🤖 AI Summary
Neural networks are vulnerable to bit-flip attacks (BFAs), where flipping a small number of critical parameter bits can severely degrade model performance; however, efficiently identifying such impactful bits in full-precision models remains challenging. This paper proposes Impactful Bit-Flip Search (IBS), the first BFA search framework tailored for full-precision models. IBS integrates sensitivity-driven bit importance scoring, layer-wise progressive search, and a Weight-Stealth weight-tuning mechanism that preserves the original floating-point value distribution—thereby evading range-based integrity checks. Experiments demonstrate that flipping merely 0.001% of parameter bits reduces top-1 accuracy by over 50% across multiple mainstream full-precision models, significantly outperforming existing BFA methods. IBS establishes a new benchmark for robustness analysis and adversarial defense in full-precision deep learning systems.
📝 Abstract
Neural networks have shown remarkable performance in various tasks, yet they remain susceptible to subtle changes in their input or model parameters.
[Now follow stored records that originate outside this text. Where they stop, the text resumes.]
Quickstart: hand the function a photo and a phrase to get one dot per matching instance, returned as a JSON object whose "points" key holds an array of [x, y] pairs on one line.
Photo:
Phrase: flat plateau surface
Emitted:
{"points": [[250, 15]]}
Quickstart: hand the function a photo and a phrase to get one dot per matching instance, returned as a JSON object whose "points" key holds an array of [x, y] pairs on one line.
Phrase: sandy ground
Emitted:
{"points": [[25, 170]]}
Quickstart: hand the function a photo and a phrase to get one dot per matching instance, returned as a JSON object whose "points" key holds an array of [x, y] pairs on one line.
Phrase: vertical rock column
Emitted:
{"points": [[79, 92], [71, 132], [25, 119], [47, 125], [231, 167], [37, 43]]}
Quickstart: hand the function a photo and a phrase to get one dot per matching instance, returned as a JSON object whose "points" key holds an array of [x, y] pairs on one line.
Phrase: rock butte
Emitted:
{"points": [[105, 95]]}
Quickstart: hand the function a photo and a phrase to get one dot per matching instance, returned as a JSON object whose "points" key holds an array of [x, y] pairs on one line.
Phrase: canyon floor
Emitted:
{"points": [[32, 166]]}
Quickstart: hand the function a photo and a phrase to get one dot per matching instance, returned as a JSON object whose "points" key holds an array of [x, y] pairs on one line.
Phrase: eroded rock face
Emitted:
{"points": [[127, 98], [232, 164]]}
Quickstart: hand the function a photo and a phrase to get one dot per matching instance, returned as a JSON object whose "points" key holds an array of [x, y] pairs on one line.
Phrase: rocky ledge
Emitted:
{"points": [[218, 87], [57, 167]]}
One particularly impactful vulnerability arises through the Bit-Flip Attack (BFA), where flipping a small number of critical bits in a model's parameters can severely degrade its performance. A common technique for inducing bit flips in DRAM is the Row-Hammer attack, which exploits frequent uncached memory accesses to alter data. Identifying susceptible bits can be achieved through exhaustive search or progressive layer-by-layer analysis, especially in quantized networks. In this work, we introduce Impactful Bit-Flip Search (IBS), a novel method for efficiently pinpointing and flipping critical bits in full-precision networks. Additionally, we propose a Weight-Stealth technique that strategically modifies the model's parameters in a way that maintains the float values within the original distribution, thereby bypassing simple range checks often used in tamper detection.